S33: building a neural network structural model 200 neural network structural unit: the neural network structure unit comprises a left-right feature extraction network structure, a facial feature extraction network structure and feature combination, wherein the feature combination comprises straightening of a left eye feature map and a right eye feature map, straightening of a facial feature map and straightening of a facial position mask result, and finally combining the four to output a two-dimensional result, wherein the x and y represent the eyeball attention position as an origin coordinate system.

This step is also described with reference to the schematic diagram of fig. 2, in which the left and right feature extraction network structures are as follows:

CONV-E1：kernal_size(11*11)filter_number(96)

CONV-E2：kernal_size(5*5)filter_number(256)

CONV-E3：kernal_size(3*3)filter_number(384)
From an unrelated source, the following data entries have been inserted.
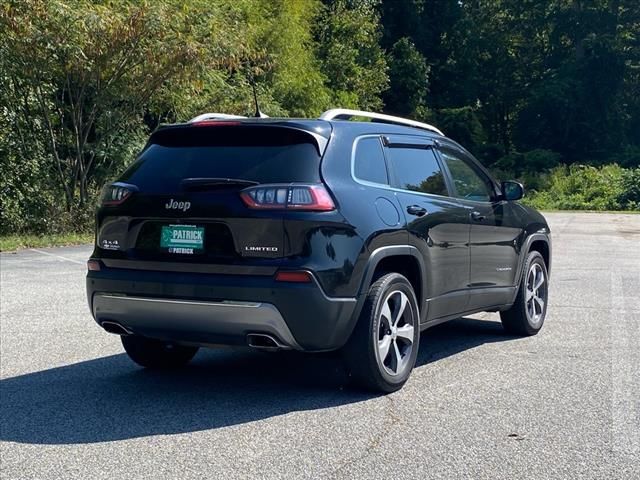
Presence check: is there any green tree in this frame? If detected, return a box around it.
[315,0,389,110]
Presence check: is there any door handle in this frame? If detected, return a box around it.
[471,212,487,222]
[407,205,427,217]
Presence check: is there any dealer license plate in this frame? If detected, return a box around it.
[160,225,204,255]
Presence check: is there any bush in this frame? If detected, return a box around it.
[619,167,640,210]
[526,164,638,210]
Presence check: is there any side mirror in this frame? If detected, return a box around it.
[500,180,524,202]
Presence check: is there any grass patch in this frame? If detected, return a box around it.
[0,233,93,252]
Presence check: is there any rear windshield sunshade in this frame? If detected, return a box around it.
[120,126,320,193]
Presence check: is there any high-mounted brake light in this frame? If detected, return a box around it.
[240,184,336,212]
[191,120,240,127]
[101,183,136,205]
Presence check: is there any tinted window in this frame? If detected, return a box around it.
[440,150,492,202]
[354,137,389,184]
[388,147,449,196]
[120,127,320,192]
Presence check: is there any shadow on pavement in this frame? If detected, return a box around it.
[0,319,512,444]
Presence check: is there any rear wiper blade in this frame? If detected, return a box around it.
[180,177,260,190]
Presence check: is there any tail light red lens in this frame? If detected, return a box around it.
[87,260,100,272]
[240,184,336,212]
[276,270,311,283]
[101,183,135,205]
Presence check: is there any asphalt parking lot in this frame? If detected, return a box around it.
[0,213,640,480]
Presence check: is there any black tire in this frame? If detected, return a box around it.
[120,335,198,369]
[342,273,420,393]
[500,251,549,336]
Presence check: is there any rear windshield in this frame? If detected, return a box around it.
[120,126,320,192]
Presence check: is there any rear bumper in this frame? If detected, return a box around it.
[93,293,302,350]
[87,268,356,351]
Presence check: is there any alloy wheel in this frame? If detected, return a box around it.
[525,263,547,326]
[376,290,415,376]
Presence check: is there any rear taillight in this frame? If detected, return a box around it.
[87,259,100,272]
[240,184,336,212]
[101,183,136,205]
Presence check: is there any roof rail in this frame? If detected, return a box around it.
[188,113,247,123]
[320,108,444,136]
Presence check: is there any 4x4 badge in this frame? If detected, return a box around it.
[164,198,191,212]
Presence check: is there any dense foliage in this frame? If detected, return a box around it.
[0,0,640,233]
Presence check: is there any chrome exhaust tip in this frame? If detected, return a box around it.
[247,333,290,352]
[100,320,133,336]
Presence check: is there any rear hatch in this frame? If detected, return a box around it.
[96,121,330,271]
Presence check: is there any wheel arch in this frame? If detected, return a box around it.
[354,245,426,319]
[513,232,551,301]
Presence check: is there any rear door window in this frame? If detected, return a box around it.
[353,137,389,185]
[387,146,449,196]
[120,126,320,192]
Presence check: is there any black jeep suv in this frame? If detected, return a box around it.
[87,110,551,392]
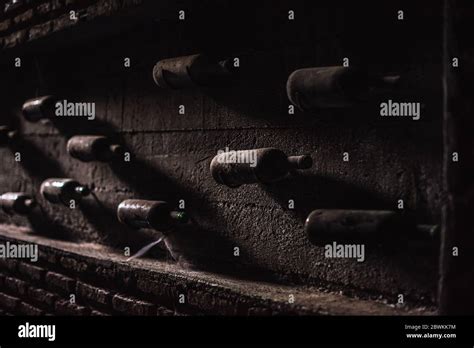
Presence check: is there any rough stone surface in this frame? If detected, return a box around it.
[0,1,443,313]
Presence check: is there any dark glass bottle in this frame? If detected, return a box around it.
[117,199,188,232]
[210,148,313,187]
[40,178,90,206]
[153,54,233,89]
[67,135,125,162]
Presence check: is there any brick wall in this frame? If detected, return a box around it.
[0,1,443,311]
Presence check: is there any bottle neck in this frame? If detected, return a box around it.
[288,155,313,169]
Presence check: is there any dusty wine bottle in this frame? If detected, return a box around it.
[4,0,27,13]
[210,148,313,187]
[40,178,90,206]
[117,199,188,232]
[304,209,438,245]
[22,95,57,122]
[153,54,233,89]
[67,135,125,162]
[0,126,18,146]
[0,192,36,215]
[286,66,400,111]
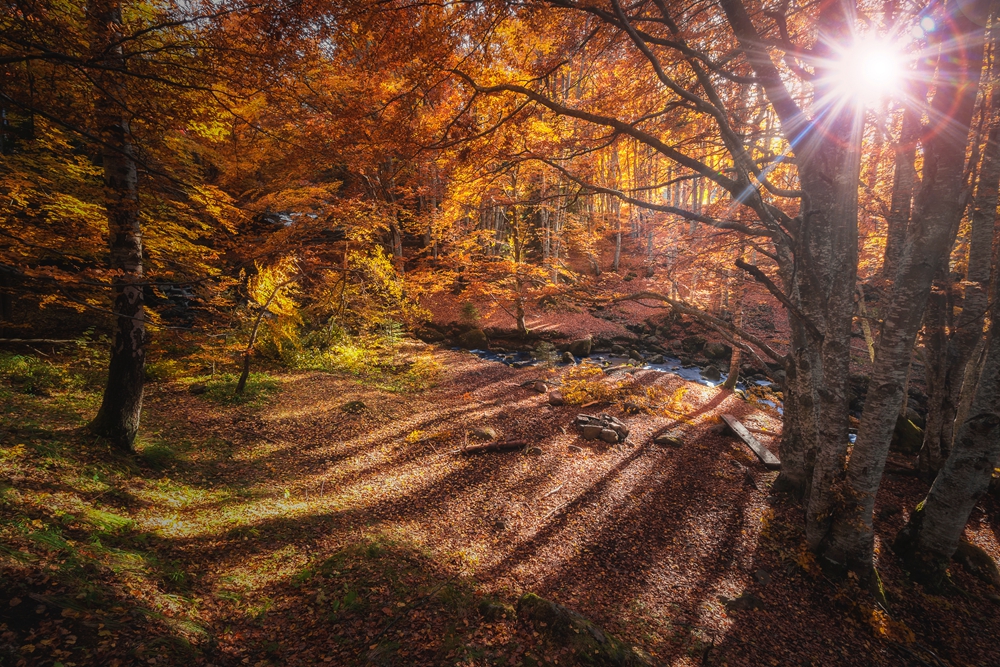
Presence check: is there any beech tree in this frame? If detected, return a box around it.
[436,0,989,571]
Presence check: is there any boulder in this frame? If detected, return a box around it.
[575,413,629,443]
[889,415,924,454]
[458,329,490,350]
[719,593,764,611]
[705,343,733,359]
[479,597,517,622]
[566,336,594,357]
[681,336,706,354]
[472,426,497,440]
[517,593,653,667]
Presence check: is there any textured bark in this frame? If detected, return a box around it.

CONV-E4：kernal_size(1*1)filter_number(64)

E1-E4 are 4-layer convolution operations, the kernel_size being the size of the convolution kernel, here a matrix of 11 x 11, 5*5, 3*3, 1*1 sizes, respectively; filter_number is the number of convolution kernels, i.e., the dimension of the output Tensor.

Referring to the illustration of fig. 3, the facial feature extraction network architecture is as follows:

the parameter and eye feature extraction network comprises the following steps:

CONV-F1：kernal_size(11*11)filter_number(96)

CONV-F2：kernal_size(5*5)filter_number(256)

CONV-F3：kernal_size(3*3)filter_number(384)

CONV-F4：kernal_size(1*1)filter_number(64)

f1-F4 is a 4-layer convolution operation, and kernel_size is a matrix of 11 x 11, 5*5, 3*3, 1*1 sizes, respectively. Filter_number is the number of convolution kernels, i.e., the dimension of the output Tensor.

The feature merging is to straighten the left and right eye feature images, straighten the face feature images and straighten the mask result of the face position, merge the four, and finally output a 2-dimensional result which represents x and y on a coordinate system.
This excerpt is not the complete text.